Doctors Adrift for a good cause

Doctors Adrift for a good cause

It seems that we live in a time where recognition requires extremity. Some 4,000 people have climbed Everest (ho hum), over 36,000 people ran the London Marathon last year (yawn), and 536 people have ventured into space.

Ok well that last one’s still a pretty exclusive club yet not nearly exclusive as the one junior doctors, Ted Welman and Jack Faulkner – otherwise known as Doctors Adrift –  hope to join in about three months time.

Welman and Faulkner, both 26-year-old medical doctors working in south London, are hoping to join the honour roll of intrepid adventurers who’ve made the journey across the Indian Ocean in a rowing boat, and all in the name of a good cause.

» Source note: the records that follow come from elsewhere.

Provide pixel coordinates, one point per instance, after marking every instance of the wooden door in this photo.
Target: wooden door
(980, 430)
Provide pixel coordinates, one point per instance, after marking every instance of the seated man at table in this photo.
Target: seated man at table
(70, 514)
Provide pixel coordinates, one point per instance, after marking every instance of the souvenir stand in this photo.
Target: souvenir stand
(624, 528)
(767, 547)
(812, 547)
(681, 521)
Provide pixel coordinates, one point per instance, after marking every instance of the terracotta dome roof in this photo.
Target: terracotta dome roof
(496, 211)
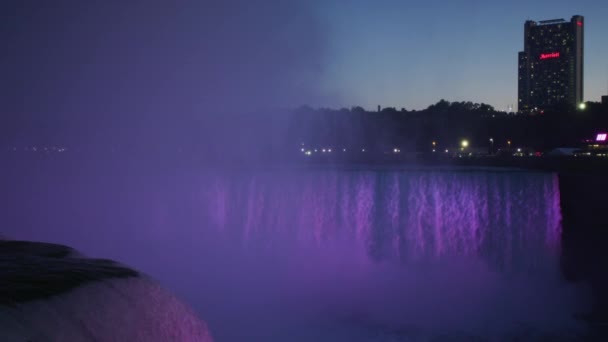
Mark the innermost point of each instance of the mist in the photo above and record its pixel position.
(204, 75)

The pair hopes to raise an impressive  £100,000 for Médecins sans Frontières – a global medical charity that provides much needed emergency medical care in areas affected by conflict, epidemics or natural disasters – in completion of the attempt.

Ruminating on extremity, we spoke with Welman and Faulkner just before they launched from Geraldton, Western Australia, on March 16th – and asked them about their plans and hopes for the journey ahead.

“I think people are bored”, says Welman over the phone from Geraldton, where the pair had just completed a last minute training session, “ to get noticed – to raise the kind of money we’re hoping to raise – the journey needed to be grand. Luckily it was something we were planning to do anyway!”

“People have been unbelievably generous with us – including Karma Group. They were quick to come on board as one of the major sponsors, we just wouldn’t be able to do it without them.”

The pair left Geraldton on the 16th of March and hopes to complete the 3,600-mile journey to Port Louis, Mauritius, in approximately three months. Along the way, they expect to confront obstacles as various as whales (lovely, but only when they’re far away enough to not capsize your boat, says Welman), commercial shipping, 50ft waves and the rather toothy problem of travelling along one of the major migratory corridors of the Great White Shark.

“Because we’re moving relatively slowly (under row only), one of us will have to get in the water once a week to scrape of barnacles and the like”, says Welman. “Needless to say the other will be keeping a keen lookout!”

Despite the sheer scale of the operation (pun intended) that Welman and Faulkner are due to undertake, they have managed to take planning, training and the welter of emotions about the journey in their stride.

“It’s something we’ve both dreamed of, as far back as medical school, but then university took precedence over everything else and we had to put it on the shelf for five years or so.”

“So many of these kinds of attempts fall over before the boat’s even in the water, so we’re extremely thankful to all our sponsors for helping us get to this point.”

Those wishing to support Doctors Adrift in their intrepid attempt can donate via the pair’s Pledgeit link, simply go to: https://www.pledgit.net/campaign/9RTdql

UPDATE on the 12th of May: The Junior Doctors Adrift are World Record holders! Congratulations to Ted Welman and Jack Faulkner for their epic 3,600-mile journey from Geraldton in Western Australia to Mauritius! Welcome back!